Although this is called the defaultStatus value, you can change its setting by writing a new value into the property.
A useful technique is to reset this value to an empty string using a <BODY> or <FRAMESET> onUnload handler.
As an example of a way to use this property, it may be useful to give the user some helpful message when loading a <FORM> into the window.
You can read or write the value in this property.

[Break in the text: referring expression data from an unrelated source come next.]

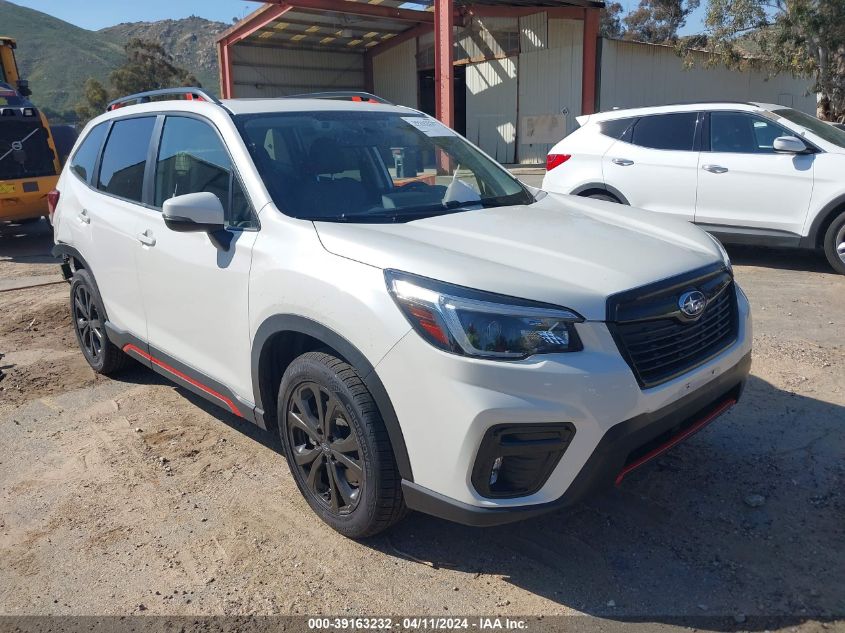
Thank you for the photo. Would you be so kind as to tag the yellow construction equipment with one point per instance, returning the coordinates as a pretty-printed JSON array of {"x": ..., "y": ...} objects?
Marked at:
[{"x": 29, "y": 163}]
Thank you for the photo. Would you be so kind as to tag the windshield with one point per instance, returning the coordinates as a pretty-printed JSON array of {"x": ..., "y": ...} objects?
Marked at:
[
  {"x": 812, "y": 124},
  {"x": 373, "y": 167},
  {"x": 24, "y": 149}
]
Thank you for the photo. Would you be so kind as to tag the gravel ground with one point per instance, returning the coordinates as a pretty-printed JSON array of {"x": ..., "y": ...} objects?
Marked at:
[{"x": 133, "y": 496}]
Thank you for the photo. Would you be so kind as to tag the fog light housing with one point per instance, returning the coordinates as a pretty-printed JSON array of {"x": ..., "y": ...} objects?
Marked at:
[{"x": 516, "y": 460}]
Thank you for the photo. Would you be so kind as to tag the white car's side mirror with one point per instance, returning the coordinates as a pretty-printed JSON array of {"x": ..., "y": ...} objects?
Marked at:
[
  {"x": 789, "y": 145},
  {"x": 194, "y": 212}
]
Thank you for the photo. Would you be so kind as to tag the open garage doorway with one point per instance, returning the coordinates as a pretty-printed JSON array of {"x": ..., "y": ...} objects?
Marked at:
[{"x": 428, "y": 94}]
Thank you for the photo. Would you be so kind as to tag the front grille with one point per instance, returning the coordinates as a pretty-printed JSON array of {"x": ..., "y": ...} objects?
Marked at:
[{"x": 658, "y": 341}]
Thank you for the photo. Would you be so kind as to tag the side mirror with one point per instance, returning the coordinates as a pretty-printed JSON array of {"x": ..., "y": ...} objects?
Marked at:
[
  {"x": 789, "y": 145},
  {"x": 194, "y": 212}
]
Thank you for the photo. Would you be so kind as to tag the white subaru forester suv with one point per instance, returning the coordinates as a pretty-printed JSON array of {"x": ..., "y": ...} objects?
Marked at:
[
  {"x": 749, "y": 173},
  {"x": 424, "y": 331}
]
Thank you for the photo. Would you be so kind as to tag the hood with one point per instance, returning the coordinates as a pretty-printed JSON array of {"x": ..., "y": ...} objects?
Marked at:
[{"x": 565, "y": 250}]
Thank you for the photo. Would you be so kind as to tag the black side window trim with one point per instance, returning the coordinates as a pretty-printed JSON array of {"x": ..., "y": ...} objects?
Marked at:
[
  {"x": 152, "y": 161},
  {"x": 98, "y": 165},
  {"x": 95, "y": 169},
  {"x": 630, "y": 131},
  {"x": 705, "y": 146}
]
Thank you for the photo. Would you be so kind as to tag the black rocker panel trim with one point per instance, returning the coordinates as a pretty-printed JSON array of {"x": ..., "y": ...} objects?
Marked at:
[
  {"x": 183, "y": 375},
  {"x": 282, "y": 323},
  {"x": 603, "y": 466},
  {"x": 590, "y": 186}
]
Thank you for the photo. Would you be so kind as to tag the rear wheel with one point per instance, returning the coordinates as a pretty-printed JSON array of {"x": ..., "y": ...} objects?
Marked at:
[
  {"x": 89, "y": 324},
  {"x": 337, "y": 446},
  {"x": 834, "y": 244}
]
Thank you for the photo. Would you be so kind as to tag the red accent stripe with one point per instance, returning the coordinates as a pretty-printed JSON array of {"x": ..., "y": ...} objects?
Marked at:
[
  {"x": 680, "y": 437},
  {"x": 137, "y": 350}
]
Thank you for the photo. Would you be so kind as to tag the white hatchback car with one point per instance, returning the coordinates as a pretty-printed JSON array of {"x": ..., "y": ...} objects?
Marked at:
[
  {"x": 749, "y": 173},
  {"x": 424, "y": 331}
]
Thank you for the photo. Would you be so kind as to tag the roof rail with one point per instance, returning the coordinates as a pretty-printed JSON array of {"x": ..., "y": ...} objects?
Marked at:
[
  {"x": 188, "y": 94},
  {"x": 343, "y": 95}
]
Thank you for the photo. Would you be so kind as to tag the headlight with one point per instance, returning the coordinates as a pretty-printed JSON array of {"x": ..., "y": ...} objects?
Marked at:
[
  {"x": 726, "y": 259},
  {"x": 480, "y": 324}
]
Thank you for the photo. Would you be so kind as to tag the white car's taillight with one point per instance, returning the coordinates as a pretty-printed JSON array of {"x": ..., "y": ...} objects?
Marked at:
[
  {"x": 555, "y": 160},
  {"x": 53, "y": 202}
]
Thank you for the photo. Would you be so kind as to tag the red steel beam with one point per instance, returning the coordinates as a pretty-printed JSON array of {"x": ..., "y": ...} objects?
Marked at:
[
  {"x": 253, "y": 22},
  {"x": 358, "y": 8},
  {"x": 588, "y": 78},
  {"x": 444, "y": 70},
  {"x": 386, "y": 45},
  {"x": 490, "y": 11}
]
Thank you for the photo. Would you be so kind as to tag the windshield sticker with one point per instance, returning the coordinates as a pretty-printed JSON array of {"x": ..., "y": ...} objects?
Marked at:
[{"x": 429, "y": 127}]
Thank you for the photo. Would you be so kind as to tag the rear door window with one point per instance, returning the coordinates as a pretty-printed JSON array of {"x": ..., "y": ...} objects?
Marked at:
[
  {"x": 193, "y": 159},
  {"x": 618, "y": 128},
  {"x": 86, "y": 156},
  {"x": 666, "y": 131},
  {"x": 125, "y": 158},
  {"x": 740, "y": 133}
]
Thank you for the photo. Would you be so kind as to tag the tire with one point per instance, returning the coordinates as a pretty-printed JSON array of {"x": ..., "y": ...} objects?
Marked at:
[
  {"x": 341, "y": 460},
  {"x": 603, "y": 196},
  {"x": 834, "y": 244},
  {"x": 89, "y": 324}
]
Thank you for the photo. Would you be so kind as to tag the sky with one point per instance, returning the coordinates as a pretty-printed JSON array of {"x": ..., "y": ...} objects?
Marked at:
[{"x": 97, "y": 14}]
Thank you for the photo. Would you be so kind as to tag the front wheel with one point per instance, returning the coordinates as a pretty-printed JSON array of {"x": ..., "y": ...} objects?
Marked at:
[
  {"x": 89, "y": 324},
  {"x": 337, "y": 446},
  {"x": 834, "y": 244},
  {"x": 604, "y": 196}
]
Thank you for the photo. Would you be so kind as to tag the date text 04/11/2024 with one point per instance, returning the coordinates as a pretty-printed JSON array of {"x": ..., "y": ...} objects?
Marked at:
[{"x": 417, "y": 623}]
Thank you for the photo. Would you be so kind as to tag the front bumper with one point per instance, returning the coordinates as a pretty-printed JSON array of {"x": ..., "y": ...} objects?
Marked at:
[
  {"x": 610, "y": 460},
  {"x": 446, "y": 404}
]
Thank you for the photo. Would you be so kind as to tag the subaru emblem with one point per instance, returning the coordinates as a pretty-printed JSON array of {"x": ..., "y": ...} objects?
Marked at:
[{"x": 692, "y": 303}]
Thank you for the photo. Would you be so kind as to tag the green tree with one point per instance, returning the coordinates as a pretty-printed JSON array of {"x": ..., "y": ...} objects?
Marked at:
[
  {"x": 95, "y": 99},
  {"x": 611, "y": 21},
  {"x": 802, "y": 37},
  {"x": 658, "y": 21},
  {"x": 147, "y": 67}
]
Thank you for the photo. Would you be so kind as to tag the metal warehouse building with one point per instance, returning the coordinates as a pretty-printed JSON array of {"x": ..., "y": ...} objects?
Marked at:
[{"x": 509, "y": 75}]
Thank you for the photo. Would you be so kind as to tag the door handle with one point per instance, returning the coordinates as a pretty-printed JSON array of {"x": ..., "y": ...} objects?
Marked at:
[{"x": 146, "y": 238}]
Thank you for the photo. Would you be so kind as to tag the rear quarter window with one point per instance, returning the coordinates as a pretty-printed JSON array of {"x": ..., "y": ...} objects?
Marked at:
[
  {"x": 85, "y": 158},
  {"x": 617, "y": 128},
  {"x": 125, "y": 158},
  {"x": 666, "y": 131}
]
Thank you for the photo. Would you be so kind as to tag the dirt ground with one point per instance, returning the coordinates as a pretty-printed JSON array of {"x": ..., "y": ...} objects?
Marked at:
[{"x": 134, "y": 496}]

Because this also works with frames, you can set the value for this to be different according to the frame that the mouse is over. That way, the message can give the user some context sensitive hints on a frame by frame basis. You need to be careful about this because if you define the defaultStatus value in a top level window that contains frames, when the mouse is in the frames, the defaultStatus value will be that which is defined for the frame and not the window. The window's default status will only be displayed when the mouse is over the border in between the frames, hence you must define the defaultStatus value for all frames as well as the window.
If you only need to display a temporary message, then use the status property instead of the defaultStatus property.
The default status value may not be properly restored on some platforms. Macintosh and X-Windows versions of Netscape 3 may exhibit this problem as may other browser and platform combinations.